Лессинг потер переносицу. «Боже, Ренч, но ты мудак, когда говоришь об этом! Как говорил мой отец: «Боже, спаси нас от священников, патриотов и карманников!» Он отошел прочь, затем снова вернулся.

Он никогда не находил в себе ничего, что можно было бы назвать патриотизмом, идеализмом или религией. Еще в старшей школе одна из его подруг, Эмили Петрик, нашла в каком-то стихотворении или романе термин, который, по ее словам, идеально его описывал: «пустой человек». Он показал ей, что он не пуст – во всяком случае, не в постели – но эта мысль все еще терзала его. Каким-то странным образом он обнаружил, что завидует Малдеру.

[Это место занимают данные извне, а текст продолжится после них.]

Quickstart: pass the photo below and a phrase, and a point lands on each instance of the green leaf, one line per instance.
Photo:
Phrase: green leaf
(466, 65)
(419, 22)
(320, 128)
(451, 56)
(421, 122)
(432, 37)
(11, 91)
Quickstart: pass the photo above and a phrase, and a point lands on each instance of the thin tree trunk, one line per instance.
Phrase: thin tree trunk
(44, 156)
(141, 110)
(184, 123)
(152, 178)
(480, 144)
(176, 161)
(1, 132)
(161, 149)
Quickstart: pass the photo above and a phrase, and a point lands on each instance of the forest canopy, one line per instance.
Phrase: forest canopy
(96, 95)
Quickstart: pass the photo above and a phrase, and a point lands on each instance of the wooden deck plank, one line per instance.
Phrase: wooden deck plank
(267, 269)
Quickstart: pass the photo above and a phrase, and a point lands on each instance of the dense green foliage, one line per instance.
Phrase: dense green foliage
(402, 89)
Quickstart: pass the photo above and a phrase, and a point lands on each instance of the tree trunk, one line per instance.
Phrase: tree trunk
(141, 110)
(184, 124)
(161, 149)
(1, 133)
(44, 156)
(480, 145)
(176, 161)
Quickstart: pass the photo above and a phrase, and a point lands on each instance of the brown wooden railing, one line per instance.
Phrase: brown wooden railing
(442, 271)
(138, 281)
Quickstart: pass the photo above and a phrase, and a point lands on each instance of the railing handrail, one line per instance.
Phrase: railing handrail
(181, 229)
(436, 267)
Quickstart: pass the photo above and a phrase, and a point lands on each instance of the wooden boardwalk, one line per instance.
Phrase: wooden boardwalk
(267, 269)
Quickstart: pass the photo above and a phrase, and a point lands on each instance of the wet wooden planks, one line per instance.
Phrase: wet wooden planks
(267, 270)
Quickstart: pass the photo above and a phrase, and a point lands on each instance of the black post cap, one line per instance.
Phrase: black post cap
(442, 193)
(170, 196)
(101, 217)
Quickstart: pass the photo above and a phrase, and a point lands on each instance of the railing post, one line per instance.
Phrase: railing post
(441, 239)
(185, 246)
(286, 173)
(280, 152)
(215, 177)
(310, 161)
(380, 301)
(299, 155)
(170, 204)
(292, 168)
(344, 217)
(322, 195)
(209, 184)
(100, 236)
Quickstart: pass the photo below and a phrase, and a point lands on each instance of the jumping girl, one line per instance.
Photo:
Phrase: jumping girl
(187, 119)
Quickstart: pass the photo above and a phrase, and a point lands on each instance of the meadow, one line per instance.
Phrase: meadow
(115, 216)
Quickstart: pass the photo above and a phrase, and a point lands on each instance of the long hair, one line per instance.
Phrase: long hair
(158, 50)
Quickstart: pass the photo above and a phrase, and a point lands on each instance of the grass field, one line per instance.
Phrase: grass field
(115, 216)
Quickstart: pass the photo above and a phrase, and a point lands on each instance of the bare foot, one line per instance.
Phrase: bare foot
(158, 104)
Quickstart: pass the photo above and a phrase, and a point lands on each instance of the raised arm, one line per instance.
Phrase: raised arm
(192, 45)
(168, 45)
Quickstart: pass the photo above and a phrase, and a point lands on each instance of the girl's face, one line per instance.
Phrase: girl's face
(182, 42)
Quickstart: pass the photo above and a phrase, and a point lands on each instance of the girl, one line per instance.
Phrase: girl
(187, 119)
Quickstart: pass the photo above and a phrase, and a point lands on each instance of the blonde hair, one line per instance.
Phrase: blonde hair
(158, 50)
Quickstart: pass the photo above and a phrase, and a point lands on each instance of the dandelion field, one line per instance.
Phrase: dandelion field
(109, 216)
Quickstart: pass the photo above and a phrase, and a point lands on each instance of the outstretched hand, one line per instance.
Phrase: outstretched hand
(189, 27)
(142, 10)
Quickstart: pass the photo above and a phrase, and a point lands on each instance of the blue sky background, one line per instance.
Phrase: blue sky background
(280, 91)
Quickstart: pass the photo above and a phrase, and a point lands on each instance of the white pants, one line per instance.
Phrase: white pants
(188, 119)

Ренч послушно сменил тему: «Ты слышал, что Джордж сказал этому большому ублюдку, парню с красным носом, похожему на банкира?»

«Нет. А как выглядит банкир?»

«Как он. Честный. В любом случае, Аутрам хочет, чтобы некоторые из его ребят отправились в Новый Орлеан, чтобы все организовать.

«Так?»

– Он посылает еще нескольких человек в Вашингтон, чтобы обеспечить безопасность центрального терминала «Восемьдесят Пять», большого мейнфрейма. Ходят слухи, что некоторые недружественные люди намерены захватить его.

«Как это повлияет на нас? Мы возвращаемся в Понапе.

Ренч ухмыльнулся, сверкая бело-голубым полумесяцем. «Морган отправился устроить парад на Среднем Западе. Малдер едет с Аутрэмом в Новый Орлеан. Но мы… вы и я, бедняги… – он сделал эффектную паузу, – … мы едем с ребятами Аутрэма в Вашингтон, что бы, черт возьми, от этого Паков ни осталось.

Лессинг уставился на него. «Что/или?»

«Некоторые корпорации движения имели офисы в Вашингтоне. Там же располагались штаб-квартиры некоторых наших политических групп и лобби. Мы собираемся навестить их и проверить, не сдохли ли они.

«Почему мы? Любой партийный работник может это сделать!»

«Да, но это хороший повод дать Аутрама. Настоящая причина, по которой мы здесь, – посмотреть, жив ли еще кто-нибудь из наших инсайдеров в главном терминале Восемьдесят Пятого. Если с ними все в порядке и они дали зеленый свет, тогда мы остаемся на низком уровне. Но если противники копаются в «забытых» файлах Восемьдесят Пятого, мы принимаем меры. С крайним предубеждением».

«Повторяю, черт возьми: почему мы? Я не могу отличить мэйнфрейм от электробритвы!»

«Я могу. Разве ты не знал? Никогда не просматривал мое личное дело в «Индоко»? Я точно посмотрел на тебя!» Ренч подавил смех, Морган пошевелился на дальней кровати. «Черт возьми, Лессинг, у меня докторская степень, по информатике в Массачусетском технологическом институте!»

«Иисус! И вы работали в охране «Индоко» в Индии?

«Причины». Ренч редко говорил о своем прошлом и еще реже о своих личных целях. Возможно, он просто говорит правду.

«Хорошо, это тебя объясняет. Но почему я?

– Ты пойдешь с нами, чтобы защитить меня. Ты солдат Малдера, генерал его войск, герр генерал-полковник его Вермахла. Именно таким он тебя видит.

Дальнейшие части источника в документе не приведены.